Recent studies have established fundamental quantum estimation limits for resolving two incoherent point sources in 2D [12–14] and 3D [15–17], and several demonstrations have exhibited resolution performance approaching theoretical limits [18–20]. As MINFLUX and related techniques [21–24] approach ångström-level resolution, here, we explore an orthogonal approach: how well can the angular separation between two spatially coinciding dipole emitters be resolved using polarized light? Modulating the polarization of an illumination beam has been demonstrated to improve spatial resolution [25–27], but to our knowledge, the physical limits of resolving a pair of dipole emitters based upon their separation in orientation space have yet to be established. Given numerous recent developments in measuring dipole orientations [28–37], such a theory would provide tremendous guidance for improving measurements of single-molecule rotational dynamics at the nanoscale.

In this work, we derive a simple mathematical proof showing that any technique that solely 1) modulates the phase and/or polarization of fluorescence emission, called dipole-spread function (DSF) engineering, or 2) modulates the polarization of pumping light, termed excitation modulation (ExM), cannot distinguish between a pair of dipole emitters versus a single rotating dipole. This degeneracy stems from the incoherent detection of fluorescence photons and cannot be overcome without prior knowledge of the target sample. Further, even if one is certain that an image originates from a pair of dipoles, our analysis shows that no existing technique can measure their separation angle with high precision. To address these issues, we propose combining ExM and DSF engineering to both distinguish a single wobbling molecule from a pair of molecules and significantly improve the precision of measuring the centroid orientation of and angular separation between a pair of molecules.

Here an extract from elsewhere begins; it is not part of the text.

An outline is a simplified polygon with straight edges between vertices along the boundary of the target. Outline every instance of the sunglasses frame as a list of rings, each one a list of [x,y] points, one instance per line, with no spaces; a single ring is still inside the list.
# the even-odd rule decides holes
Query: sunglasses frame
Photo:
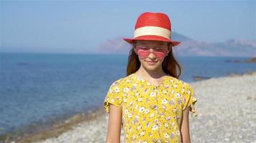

The absorption and emission of a fluorescent molecule can be modeled using a transition dipole moment [38] $\mathit{\mu }=\left({\mu }_x,{\mu }_y,{\mu }_z\right)=(\text{sin}\theta \text{cos}\varphi ,\text{sin}\theta \text{sin}\varphi ,\text{cos}\theta )$, where $\theta$ and $\varphi$ are polar and azimuthal angles, respectively, in spherical coordinates [Fig. 1(a)]. The $N$-pixel images

$$\mathit{I}=s\mathit{B}\mathit{m}+\mathit{b}$$ (1)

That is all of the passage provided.